Tel Aviv University, together with colleagues from Professor Dan Peer and Professor Itai Benhar labs, developed a personalized therapeutic platform, that enables a precise treatment in various diseases, such as cancer, inflammation, and various genetic disorders. Delivering therapeutic payload to specific target cells, thus increasing the efficiency and reducing adverse effects, is considered by many to be the holy grail of medical research. Moreover, genuinely personalized treatments will require the ability to target multiple cell types, in a combination which is tailored for individual patients. However, due to technological challenges, current approaches have to date tended to focus on a single-target cell. In her research, she overcame this significant limitation of current methodologies, by utilizing biological methods for directing drug-loaded nanoparticles to a specific target. During this research, she had demonstrated a novel therapeutic approach for autoimmune disorders through selective expression of anti-inflammatory proteins in immune cells and thus an immunomodulation effect. Altogether, this study opens new avenues in cell-specific reprograming and ultimately might introduce new therapeutic modalities for inflammatory diseases, malignancies, and rare genetic diseases. Such a selective, flexible and highly effective system for targeted therapeutics can serve as a milestone to make precision medicine more feasible.

From the Faculty of Biology, at the Technion, study the genetic disorder Transient neonatal zinc deficiency (TNZD; OMIM #608118) which appears only in exclusively breastfed infants as a result of low zinc concentration in the breast milk of their nursing mothers. Infants harboring TNZD have no impairment in intestinal zinc absorption and are completely cured after zinc supplementation of their breast milk and after weaning. TNZD is predominantly a result of loss of function mutations in the SLC30A2 gene.

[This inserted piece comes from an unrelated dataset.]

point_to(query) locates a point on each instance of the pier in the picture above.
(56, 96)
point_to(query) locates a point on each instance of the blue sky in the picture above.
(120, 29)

SLC30A2 encodes for the zinc transporter ZnT2 which is responsible for zinc transport into breast milk. Breast milk zinc concentrations vary largely within and between mothers at different stages of lactation. Therefore, it remains highly essential to develop a reliable, easy, rapid, and non-invasive tool for early diagnosis of TNZD. Towards this end, Yarden Golan developed a novel genetic approach for the early diagnosis of SLC30A2 mutations associated with TNZD using genetic analysis of mRNA isolated from breast milk cells. The genetic approach for the early diagnosis of TNZD cases is the first step towards the early genetic diagnosis of other genetic disorders which are associated with proteins that are expressed in mammary epithelial gland cells.  

Develops experimental and computational tools to study the immune system at single cell resolution. The immune system has a fundamental role in the normal development of the organism, in fending off foreign invaders, and in determining the course of many diseases, including diabetes, Alzheimer’s disease and cancer. The immune system is composed of a wide variety of specialized cells, such that characterizing their molecular profiles, and understanding their spatial organization and inter-cellular communication are key to diagnosing immune processes and developing drugs that can successfully harness these processes for therapeutic purposes.

Collaborating with researchers from Prof. Ido Amit’s lab, from Israel and abroad, Amir developed and improved novel technologies that enable the comprehensive collection of information regarding the activity of tens of thousands of immune cells in their natural tissue environment. This information includes each cell’s gene expression profile, its relative location in the tissue, the regulatory mechanisms it operates and the signals it sends and receives from neighboring cells. Applying advanced statistical tools, Amir identified complex cellular organizations and characterized important developmental processes, from the differentiation of blood and immune cells in the bone marrow, to the formation of the immune niche during embryonic lung development. Additionally, he showed how blocking a rare cell type or perturbing a specific regulatory pathway can disrupt the system’s performance and cause tissue damage and pathogenicity.

Nowadays, his research allows precise measurements of the immune system in different pathologies, and in the future, these findings will lead toward better diagnostics and the development of personalized treatments.

A physician practicing internal medicine in the Tel Aviv Sourasky Medical Center, is on a PhD track at Professor Eran Elinav’s lab, in the Weizmann Institute of Science. In his research he focuses on the interactions between humans and their resident bacteria (collectively termed the ‘microbiome’), and on the mechanisms by which disruption in their composition or function may trigger or exacerbate various medical conditions, such as inflammation and metabolic diseases. He studied interventions intended to harness the microbiome in order to promote health by manipulating the gut bacteria. His research has elucidated the limitations in the currently available probiotic therapy, and uncovered previously unappreciated effects of probiotics administration. In addition, he delineated how the microbiome composition can serve as a diagnostic and prognostic biomarker, and how it can be utilised to devise personally-tailored diets that maintain blood glycemic control.